Document Type
Dissertation
Date of Award
12-31-2022
Degree Name
Doctor of Philosophy in Business Data Science - (Ph.D.)
Department
Data Science
First Advisor
Zhipeng Yan
Second Advisor
Junmin Shi
Third Advisor
Michael A. Ehrlich
Fourth Advisor
Dantong Yu
Fifth Advisor
Xinyuan Tao
Sixth Advisor
Chase Qishi Wu
Abstract
This research explores the influence of Twitter sentiment on healthcare and finance industries. It assesses how Twitter sentiment and culture measure influence COVID-19 statistics, and it investigates the impact of Twitter sentiment on S&P 1500 stock mispricing. Furthermore, it examines how tweet sentiment predicts major industry returns.

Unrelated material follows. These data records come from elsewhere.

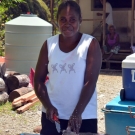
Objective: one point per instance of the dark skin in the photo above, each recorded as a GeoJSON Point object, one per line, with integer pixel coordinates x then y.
{"type": "Point", "coordinates": [112, 34]}
{"type": "Point", "coordinates": [100, 14]}
{"type": "Point", "coordinates": [69, 22]}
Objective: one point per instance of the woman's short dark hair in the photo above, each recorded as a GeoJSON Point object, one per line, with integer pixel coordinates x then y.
{"type": "Point", "coordinates": [71, 4]}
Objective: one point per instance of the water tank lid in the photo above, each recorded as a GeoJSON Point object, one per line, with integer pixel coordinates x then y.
{"type": "Point", "coordinates": [28, 20]}
{"type": "Point", "coordinates": [129, 61]}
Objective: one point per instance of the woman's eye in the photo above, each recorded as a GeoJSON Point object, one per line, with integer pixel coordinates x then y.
{"type": "Point", "coordinates": [72, 20]}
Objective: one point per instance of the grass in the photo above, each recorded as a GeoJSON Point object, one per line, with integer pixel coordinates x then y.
{"type": "Point", "coordinates": [6, 108]}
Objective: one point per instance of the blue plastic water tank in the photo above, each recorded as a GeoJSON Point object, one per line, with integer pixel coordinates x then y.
{"type": "Point", "coordinates": [128, 74]}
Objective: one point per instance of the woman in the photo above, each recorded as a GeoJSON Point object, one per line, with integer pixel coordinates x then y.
{"type": "Point", "coordinates": [112, 43]}
{"type": "Point", "coordinates": [72, 61]}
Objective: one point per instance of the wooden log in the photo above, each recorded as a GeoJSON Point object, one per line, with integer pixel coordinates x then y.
{"type": "Point", "coordinates": [19, 92]}
{"type": "Point", "coordinates": [2, 85]}
{"type": "Point", "coordinates": [26, 107]}
{"type": "Point", "coordinates": [17, 81]}
{"type": "Point", "coordinates": [25, 97]}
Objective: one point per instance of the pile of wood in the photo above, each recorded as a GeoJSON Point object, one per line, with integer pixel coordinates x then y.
{"type": "Point", "coordinates": [16, 88]}
{"type": "Point", "coordinates": [24, 102]}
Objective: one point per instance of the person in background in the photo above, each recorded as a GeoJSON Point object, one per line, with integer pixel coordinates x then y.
{"type": "Point", "coordinates": [112, 43]}
{"type": "Point", "coordinates": [109, 19]}
{"type": "Point", "coordinates": [72, 61]}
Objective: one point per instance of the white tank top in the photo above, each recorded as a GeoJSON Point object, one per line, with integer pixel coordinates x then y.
{"type": "Point", "coordinates": [66, 78]}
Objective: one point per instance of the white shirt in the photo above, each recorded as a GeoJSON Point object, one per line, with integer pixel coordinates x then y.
{"type": "Point", "coordinates": [109, 19]}
{"type": "Point", "coordinates": [66, 78]}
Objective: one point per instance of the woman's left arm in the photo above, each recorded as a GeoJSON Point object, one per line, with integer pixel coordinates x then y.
{"type": "Point", "coordinates": [93, 66]}
{"type": "Point", "coordinates": [117, 41]}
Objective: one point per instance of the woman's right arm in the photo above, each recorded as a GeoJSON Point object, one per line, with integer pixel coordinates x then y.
{"type": "Point", "coordinates": [39, 82]}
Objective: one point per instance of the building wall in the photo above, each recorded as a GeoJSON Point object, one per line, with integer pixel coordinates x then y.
{"type": "Point", "coordinates": [122, 21]}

The first part examines how Hofstede’s Culture Dimensions (HCD) and Twitter economic uncertainty index (TEU) relate to COVID-19 infection rate and death rate. The results show certain aspects in HCD, such as power distance index (PDI) and masculinity (MAS) both are negatively and significantly associated with the infection rate, while indulgence (IVR) and long-term orientation (LTO) exhibit negative statistical significance to the death rate. TEU based in USA is relevant to COVID-19 death rate in short run (up to 3 months). Some practical strategies are proposed for public health officials to help mitigate COVID-19 spread.

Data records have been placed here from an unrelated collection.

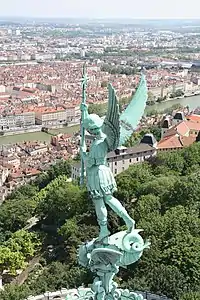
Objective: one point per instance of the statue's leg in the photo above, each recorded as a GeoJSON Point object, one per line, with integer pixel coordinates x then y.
{"type": "Point", "coordinates": [117, 207]}
{"type": "Point", "coordinates": [101, 212]}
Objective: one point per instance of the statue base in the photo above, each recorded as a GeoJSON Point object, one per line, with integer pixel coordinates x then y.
{"type": "Point", "coordinates": [104, 257]}
{"type": "Point", "coordinates": [87, 294]}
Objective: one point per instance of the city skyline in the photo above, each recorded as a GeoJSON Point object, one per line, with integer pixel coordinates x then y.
{"type": "Point", "coordinates": [131, 9]}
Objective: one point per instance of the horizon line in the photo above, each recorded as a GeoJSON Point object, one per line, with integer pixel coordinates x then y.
{"type": "Point", "coordinates": [103, 18]}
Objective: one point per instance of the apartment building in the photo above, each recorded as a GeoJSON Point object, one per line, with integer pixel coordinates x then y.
{"type": "Point", "coordinates": [122, 158]}
{"type": "Point", "coordinates": [50, 116]}
{"type": "Point", "coordinates": [17, 120]}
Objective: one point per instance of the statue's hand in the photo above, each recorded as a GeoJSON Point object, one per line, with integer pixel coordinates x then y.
{"type": "Point", "coordinates": [83, 107]}
{"type": "Point", "coordinates": [83, 149]}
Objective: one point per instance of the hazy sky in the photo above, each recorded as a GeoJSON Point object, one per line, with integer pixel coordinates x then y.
{"type": "Point", "coordinates": [135, 9]}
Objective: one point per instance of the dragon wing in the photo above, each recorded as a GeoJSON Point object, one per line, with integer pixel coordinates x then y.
{"type": "Point", "coordinates": [131, 116]}
{"type": "Point", "coordinates": [111, 125]}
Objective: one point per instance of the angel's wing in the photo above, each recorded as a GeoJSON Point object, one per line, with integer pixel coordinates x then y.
{"type": "Point", "coordinates": [130, 118]}
{"type": "Point", "coordinates": [111, 125]}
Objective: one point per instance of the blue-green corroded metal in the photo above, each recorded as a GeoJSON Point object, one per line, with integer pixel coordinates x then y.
{"type": "Point", "coordinates": [105, 254]}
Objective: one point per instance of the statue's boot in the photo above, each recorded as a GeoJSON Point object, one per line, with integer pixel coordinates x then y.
{"type": "Point", "coordinates": [104, 232]}
{"type": "Point", "coordinates": [130, 223]}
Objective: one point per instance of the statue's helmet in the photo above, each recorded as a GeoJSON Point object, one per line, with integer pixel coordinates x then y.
{"type": "Point", "coordinates": [92, 121]}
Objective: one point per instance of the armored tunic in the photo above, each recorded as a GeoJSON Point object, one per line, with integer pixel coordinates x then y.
{"type": "Point", "coordinates": [100, 180]}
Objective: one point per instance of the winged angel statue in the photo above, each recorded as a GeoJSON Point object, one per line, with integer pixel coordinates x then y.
{"type": "Point", "coordinates": [109, 134]}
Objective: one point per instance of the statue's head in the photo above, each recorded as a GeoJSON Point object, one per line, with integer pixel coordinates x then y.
{"type": "Point", "coordinates": [93, 124]}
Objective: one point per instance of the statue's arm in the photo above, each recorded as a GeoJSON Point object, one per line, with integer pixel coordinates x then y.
{"type": "Point", "coordinates": [83, 151]}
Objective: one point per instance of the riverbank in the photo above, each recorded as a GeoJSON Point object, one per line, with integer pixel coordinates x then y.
{"type": "Point", "coordinates": [193, 102]}
{"type": "Point", "coordinates": [36, 136]}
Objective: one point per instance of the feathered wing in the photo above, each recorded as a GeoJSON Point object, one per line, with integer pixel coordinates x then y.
{"type": "Point", "coordinates": [111, 125]}
{"type": "Point", "coordinates": [131, 116]}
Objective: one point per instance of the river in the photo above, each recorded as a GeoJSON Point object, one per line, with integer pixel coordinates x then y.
{"type": "Point", "coordinates": [36, 136]}
{"type": "Point", "coordinates": [193, 102]}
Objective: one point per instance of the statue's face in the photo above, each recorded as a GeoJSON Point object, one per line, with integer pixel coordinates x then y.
{"type": "Point", "coordinates": [94, 131]}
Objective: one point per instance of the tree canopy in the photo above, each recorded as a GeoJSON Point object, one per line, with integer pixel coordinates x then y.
{"type": "Point", "coordinates": [162, 195]}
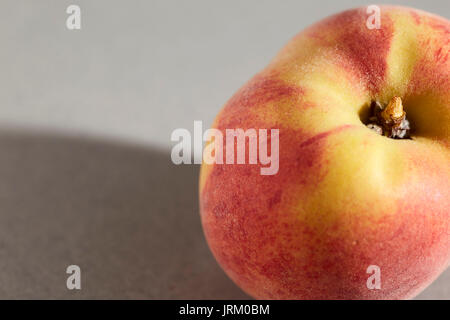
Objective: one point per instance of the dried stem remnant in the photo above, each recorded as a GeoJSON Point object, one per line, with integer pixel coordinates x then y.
{"type": "Point", "coordinates": [389, 121]}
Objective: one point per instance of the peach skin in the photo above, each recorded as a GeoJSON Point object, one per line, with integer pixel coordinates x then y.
{"type": "Point", "coordinates": [345, 197]}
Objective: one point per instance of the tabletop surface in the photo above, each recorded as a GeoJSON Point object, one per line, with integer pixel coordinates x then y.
{"type": "Point", "coordinates": [85, 124]}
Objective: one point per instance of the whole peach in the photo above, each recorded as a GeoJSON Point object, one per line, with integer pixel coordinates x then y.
{"type": "Point", "coordinates": [344, 198]}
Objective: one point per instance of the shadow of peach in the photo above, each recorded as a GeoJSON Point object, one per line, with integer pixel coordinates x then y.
{"type": "Point", "coordinates": [125, 214]}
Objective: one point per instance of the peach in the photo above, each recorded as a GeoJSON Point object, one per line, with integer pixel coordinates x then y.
{"type": "Point", "coordinates": [344, 198]}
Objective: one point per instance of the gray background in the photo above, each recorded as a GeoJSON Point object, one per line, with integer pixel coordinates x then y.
{"type": "Point", "coordinates": [86, 118]}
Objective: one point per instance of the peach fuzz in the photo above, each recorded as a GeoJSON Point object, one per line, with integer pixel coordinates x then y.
{"type": "Point", "coordinates": [344, 197]}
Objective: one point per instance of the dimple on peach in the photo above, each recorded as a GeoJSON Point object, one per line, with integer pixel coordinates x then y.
{"type": "Point", "coordinates": [345, 197]}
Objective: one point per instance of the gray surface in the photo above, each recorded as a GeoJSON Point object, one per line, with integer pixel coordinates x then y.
{"type": "Point", "coordinates": [96, 187]}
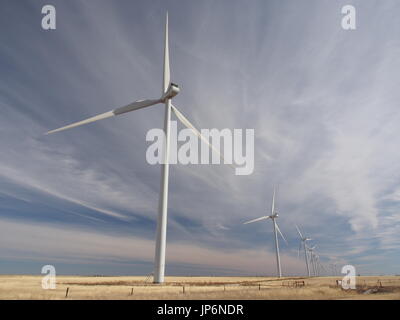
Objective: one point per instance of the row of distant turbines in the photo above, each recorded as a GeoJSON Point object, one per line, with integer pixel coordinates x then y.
{"type": "Point", "coordinates": [169, 91]}
{"type": "Point", "coordinates": [313, 264]}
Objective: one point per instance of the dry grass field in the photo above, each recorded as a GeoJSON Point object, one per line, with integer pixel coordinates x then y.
{"type": "Point", "coordinates": [207, 288]}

The second part bridges a research gap by exploring the relation between aggregated tweet contents and stock market mispricing. In short, tweet features affect future stock mispricing, in different directions and magnitudes. For overvalued stocks, tweet variables including proportion of external links, average number of words, percentage of retweets, likes and replies are negatively associated with mispricing of S&P 1500 stocks. Average number of words possibly reduces mispricing by reducing idiosyncratic volatility, while proportion of external links can mitigate mispricing via channels other than liquidity or idiosyncratic volatility. For undervalued stocks, only average number of words is positively related to mispricing; average number of words affect mispricing via channels other than liquidity or idiosyncratic volatility.

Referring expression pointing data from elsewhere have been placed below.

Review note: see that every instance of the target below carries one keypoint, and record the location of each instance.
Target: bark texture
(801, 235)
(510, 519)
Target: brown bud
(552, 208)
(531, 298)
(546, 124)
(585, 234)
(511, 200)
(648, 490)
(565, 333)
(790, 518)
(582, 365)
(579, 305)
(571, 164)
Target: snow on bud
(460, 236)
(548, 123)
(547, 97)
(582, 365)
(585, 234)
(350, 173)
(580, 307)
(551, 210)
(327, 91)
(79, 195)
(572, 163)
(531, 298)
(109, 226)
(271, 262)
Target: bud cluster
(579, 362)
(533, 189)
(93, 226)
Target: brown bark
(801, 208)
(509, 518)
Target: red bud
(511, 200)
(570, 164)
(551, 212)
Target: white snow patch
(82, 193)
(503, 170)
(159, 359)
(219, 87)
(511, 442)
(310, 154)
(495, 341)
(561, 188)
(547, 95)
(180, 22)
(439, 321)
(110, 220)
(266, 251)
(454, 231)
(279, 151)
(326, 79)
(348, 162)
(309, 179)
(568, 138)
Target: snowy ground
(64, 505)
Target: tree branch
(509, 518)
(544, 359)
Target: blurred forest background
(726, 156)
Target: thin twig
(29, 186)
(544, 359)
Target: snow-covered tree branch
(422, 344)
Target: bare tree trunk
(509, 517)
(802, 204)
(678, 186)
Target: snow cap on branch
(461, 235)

Additionally, this study investigates how tweet sentiment from S&P 1500 firms predicts major industry returns by constructing multiple sentiment indices. The robustness tests show highly consistent results, proving such indices can predict the returns from three out of five major industries, including Consumables, High Technology and Healthcare. In general, the sentiment index type and prediction length do not matter much.
In conclusion, this research shows tweet sentiment is more than some meaningless noise. Instead, it has beneficial applications in both healthcare and finance fields, such as COVID-19 pandemic prediction and possible investment reference.
Recommended Citation
Wang, Jiali, "Twitter sentiment analysis: applications in healthcare and finance" (2022). Dissertations. 1643.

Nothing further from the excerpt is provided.